一般道での乗り心地は「やや硬めだな」と思ったが、60km/h程度で巡航すると硬さは感じなくなった。むしろ、スポーツカーとしては乗り心地はいい部類だ。

高速道路に入り、80〜100km/hで巡航するとピタッと路面に張り付くように走る。エンジン音や車外からの騒音もほどんど気にならない。路面が濡れていることもあって、追い越し時に少し慎重にアクセルペダルを踏むと最高出力620ps、最大トルク760Nmを発生するV8エンジンは野太いサウンドを発しつつ、グイグイと加速していく。晴れていて、もっと深く踏み込めればどんなに爽快なことか。ちなみに、高速巡航時の回転計は、70〜80km/hで1200rpm程度、100km/hでは1500rpm程度で、ほとんどアイドリングで走っているような感覚だ。
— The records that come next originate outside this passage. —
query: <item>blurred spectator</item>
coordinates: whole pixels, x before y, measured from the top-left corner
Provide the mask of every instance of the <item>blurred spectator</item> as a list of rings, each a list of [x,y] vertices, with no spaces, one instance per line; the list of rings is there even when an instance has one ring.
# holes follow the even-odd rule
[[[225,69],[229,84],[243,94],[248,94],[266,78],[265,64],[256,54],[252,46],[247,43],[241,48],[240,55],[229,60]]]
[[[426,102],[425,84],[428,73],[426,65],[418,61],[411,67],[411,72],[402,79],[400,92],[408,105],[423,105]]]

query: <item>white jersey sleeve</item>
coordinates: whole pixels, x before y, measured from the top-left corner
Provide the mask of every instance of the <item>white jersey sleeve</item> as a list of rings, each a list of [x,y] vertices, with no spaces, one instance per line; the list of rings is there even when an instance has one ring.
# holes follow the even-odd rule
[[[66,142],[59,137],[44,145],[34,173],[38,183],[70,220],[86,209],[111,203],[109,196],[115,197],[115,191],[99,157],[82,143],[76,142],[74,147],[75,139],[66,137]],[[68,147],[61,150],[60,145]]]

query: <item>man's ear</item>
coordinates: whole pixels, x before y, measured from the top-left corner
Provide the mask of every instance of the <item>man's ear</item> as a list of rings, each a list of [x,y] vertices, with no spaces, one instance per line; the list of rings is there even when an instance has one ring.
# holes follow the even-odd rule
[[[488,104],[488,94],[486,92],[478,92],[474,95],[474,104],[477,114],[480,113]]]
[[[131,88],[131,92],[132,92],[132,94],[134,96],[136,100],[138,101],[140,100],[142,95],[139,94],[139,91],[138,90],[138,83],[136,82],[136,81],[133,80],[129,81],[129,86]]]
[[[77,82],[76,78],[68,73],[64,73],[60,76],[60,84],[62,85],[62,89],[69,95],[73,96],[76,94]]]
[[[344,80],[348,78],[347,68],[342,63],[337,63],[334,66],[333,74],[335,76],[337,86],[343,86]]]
マネッティーノは、「WET」「COMFORT」「SPORT」「RACE」「ESC OFF」の5モードが用意されている。今回の試乗では雨天ということもあり、COMFORTを中心に、ときどきWETに切り替えてみたが、一般道と東名高速を走る限りでは前者でもスタビリティは十分で、変化は感じられなかった。

画像: 「マネッティーノ」の切り替えはハンドルの赤いタブで行う。写真左下の赤い文字はタッチ操作式のエンジンスイッチ。

「マネッティーノ」の切り替えはハンドルの赤いタブで行う。写真左下の赤い文字はタッチ操作式のエンジンスイッチ。

This article is a sponsored article by
''.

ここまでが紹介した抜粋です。